From Religious Form, Chinese Time and the Redemption of the Sparks

This week our first contribution is a recent talk by Reza Shah-Kazemi, “From Religious Form to Spiritual Essence: Esoteric Perspectives on Islam and Christianity,” dealing in particular with insights from Ibn Arabi and Meister Eckhart:

We call this humility ‘radical’ because it goes to the very root of our existence, or rather, it uncovers the fundamental ambiguity of our existence: that we are at once pure nothingness and pure Being.

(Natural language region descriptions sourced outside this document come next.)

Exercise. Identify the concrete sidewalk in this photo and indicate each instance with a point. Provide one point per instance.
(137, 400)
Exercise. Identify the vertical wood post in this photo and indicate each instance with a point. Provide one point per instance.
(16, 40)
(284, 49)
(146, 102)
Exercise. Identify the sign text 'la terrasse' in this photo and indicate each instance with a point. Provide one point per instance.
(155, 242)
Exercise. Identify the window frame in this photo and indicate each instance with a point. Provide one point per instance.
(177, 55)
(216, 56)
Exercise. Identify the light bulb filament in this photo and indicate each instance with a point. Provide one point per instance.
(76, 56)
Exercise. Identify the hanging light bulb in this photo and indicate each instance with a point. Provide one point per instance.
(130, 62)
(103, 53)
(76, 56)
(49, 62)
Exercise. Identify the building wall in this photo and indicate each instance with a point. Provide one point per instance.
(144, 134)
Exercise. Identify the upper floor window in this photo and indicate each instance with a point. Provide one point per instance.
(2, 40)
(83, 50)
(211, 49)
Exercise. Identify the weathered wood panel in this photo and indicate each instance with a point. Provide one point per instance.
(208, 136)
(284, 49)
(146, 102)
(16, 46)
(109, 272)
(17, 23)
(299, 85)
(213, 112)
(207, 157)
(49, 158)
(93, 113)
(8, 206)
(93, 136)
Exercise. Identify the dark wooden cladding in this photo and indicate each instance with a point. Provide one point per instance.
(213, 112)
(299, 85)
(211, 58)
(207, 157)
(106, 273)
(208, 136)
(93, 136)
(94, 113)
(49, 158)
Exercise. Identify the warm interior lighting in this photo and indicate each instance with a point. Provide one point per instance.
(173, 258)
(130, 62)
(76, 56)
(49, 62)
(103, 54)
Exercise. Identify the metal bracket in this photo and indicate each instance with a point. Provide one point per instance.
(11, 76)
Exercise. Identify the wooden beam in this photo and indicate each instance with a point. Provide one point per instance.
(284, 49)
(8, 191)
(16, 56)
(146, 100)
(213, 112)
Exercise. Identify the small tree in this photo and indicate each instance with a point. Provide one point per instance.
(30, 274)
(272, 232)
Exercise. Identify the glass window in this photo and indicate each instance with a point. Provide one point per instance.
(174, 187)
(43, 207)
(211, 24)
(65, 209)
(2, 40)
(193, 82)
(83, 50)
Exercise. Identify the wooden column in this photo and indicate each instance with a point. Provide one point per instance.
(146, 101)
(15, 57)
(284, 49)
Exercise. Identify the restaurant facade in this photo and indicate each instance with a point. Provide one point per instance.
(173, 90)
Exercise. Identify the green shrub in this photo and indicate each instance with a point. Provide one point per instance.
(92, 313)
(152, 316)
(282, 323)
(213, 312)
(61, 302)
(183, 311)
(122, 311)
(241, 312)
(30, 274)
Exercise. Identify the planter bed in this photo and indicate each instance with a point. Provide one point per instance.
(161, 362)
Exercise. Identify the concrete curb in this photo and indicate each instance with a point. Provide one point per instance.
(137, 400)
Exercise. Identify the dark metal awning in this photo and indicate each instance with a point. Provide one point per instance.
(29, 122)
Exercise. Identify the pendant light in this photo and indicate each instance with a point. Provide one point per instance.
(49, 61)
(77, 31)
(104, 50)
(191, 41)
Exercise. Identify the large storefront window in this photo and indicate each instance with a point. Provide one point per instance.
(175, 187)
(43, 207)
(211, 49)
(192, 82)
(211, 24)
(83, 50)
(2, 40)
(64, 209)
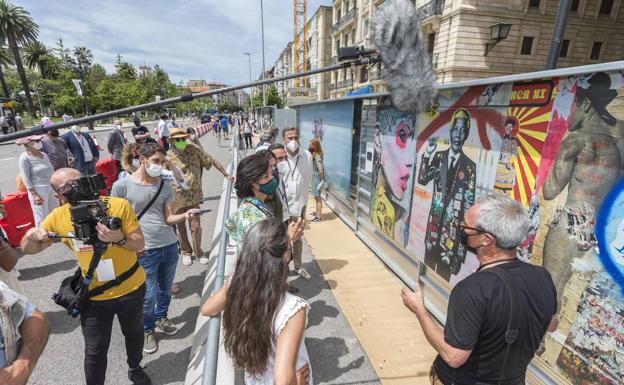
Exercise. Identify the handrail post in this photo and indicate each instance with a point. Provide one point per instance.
(214, 323)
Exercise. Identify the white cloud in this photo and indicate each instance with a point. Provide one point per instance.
(190, 39)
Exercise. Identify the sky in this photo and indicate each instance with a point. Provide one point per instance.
(190, 39)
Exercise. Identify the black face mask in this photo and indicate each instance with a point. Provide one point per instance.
(74, 195)
(464, 242)
(275, 173)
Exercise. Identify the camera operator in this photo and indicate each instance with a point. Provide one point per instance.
(124, 299)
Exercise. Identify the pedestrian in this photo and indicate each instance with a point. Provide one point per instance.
(19, 122)
(267, 342)
(152, 198)
(497, 316)
(318, 177)
(279, 151)
(296, 173)
(124, 300)
(247, 132)
(190, 159)
(224, 126)
(36, 170)
(55, 148)
(163, 131)
(116, 142)
(4, 124)
(81, 145)
(24, 331)
(266, 140)
(254, 185)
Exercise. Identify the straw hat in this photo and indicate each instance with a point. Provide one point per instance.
(177, 133)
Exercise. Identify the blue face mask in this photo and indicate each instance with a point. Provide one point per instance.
(269, 187)
(275, 173)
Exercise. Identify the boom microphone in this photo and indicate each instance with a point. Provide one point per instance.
(407, 67)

The gnostics, the true knowers, are aware that their true identity is the Real… they recognize themselves in the Light which they discover in the depths of their hearts.

From the Philippines, an article by Manuel Dy, Jr. on “The Chinese View of Time”:

Just as a good teacher “reviews the old so as to find out the new,” so also time creatively reappropriates or recuperates the past, instead of merely reinstalling or destroying it.

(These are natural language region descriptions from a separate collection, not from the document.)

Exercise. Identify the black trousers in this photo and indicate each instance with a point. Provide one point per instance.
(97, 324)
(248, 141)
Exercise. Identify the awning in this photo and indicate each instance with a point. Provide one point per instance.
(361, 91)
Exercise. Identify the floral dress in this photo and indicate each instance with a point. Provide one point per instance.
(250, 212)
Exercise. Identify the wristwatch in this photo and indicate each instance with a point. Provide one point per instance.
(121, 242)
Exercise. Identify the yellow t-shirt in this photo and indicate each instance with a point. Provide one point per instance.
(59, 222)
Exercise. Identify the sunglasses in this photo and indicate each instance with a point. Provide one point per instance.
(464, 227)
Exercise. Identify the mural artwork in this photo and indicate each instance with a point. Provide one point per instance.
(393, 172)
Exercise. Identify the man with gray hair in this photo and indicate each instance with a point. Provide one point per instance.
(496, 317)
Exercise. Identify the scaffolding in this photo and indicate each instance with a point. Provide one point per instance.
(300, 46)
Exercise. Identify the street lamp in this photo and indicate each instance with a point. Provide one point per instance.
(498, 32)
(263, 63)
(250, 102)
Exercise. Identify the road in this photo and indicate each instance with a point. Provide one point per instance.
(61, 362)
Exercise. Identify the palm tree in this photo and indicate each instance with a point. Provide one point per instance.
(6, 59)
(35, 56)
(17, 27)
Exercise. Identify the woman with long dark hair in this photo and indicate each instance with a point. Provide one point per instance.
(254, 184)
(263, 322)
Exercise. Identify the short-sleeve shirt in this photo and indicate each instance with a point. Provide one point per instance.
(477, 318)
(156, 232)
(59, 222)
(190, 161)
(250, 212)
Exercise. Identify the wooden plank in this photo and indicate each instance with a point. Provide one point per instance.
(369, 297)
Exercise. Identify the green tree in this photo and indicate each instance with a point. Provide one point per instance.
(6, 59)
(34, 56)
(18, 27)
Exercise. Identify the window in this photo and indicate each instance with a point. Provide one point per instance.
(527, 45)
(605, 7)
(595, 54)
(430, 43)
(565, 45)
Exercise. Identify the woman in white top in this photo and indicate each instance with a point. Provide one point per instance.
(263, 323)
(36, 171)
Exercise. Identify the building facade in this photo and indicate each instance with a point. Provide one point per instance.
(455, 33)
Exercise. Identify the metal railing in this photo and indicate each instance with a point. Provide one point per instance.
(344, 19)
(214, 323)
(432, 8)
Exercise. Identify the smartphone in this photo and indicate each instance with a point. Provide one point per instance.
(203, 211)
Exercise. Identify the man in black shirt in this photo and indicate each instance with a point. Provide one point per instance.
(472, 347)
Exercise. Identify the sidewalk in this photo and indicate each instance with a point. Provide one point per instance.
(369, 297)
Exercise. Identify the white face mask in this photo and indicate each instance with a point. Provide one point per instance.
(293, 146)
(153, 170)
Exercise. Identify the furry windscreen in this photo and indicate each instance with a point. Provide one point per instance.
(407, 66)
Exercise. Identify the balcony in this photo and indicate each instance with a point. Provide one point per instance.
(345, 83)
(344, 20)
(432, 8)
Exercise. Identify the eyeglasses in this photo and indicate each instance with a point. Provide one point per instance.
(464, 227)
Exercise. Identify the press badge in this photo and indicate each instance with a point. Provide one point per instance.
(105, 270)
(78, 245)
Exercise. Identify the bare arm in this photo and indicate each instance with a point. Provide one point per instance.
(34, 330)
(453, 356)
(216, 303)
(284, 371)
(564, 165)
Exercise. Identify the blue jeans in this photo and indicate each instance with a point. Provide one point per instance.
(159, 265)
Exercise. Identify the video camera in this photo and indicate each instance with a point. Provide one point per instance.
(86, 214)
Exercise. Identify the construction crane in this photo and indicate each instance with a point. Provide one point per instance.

And finally an article by Louis Jacobs surveying and explaining the crucial kabbalistic doctrine of the “uplifting of sparks” (birur hanitzutzot), as part of the ongoing “reparation of the world” (tikun olam):

We find many a hasidic tale of a master being propelled by a force beyond his control to journey to distant places for no other purpose than to carry out there some task, otherwise neutral or insignificant, that would have the effect of rescuing the holy sparks held there captive by the kelipot—these sparks awaiting the coming of the one rescuer whose soul-root is close to them in the divine scheme.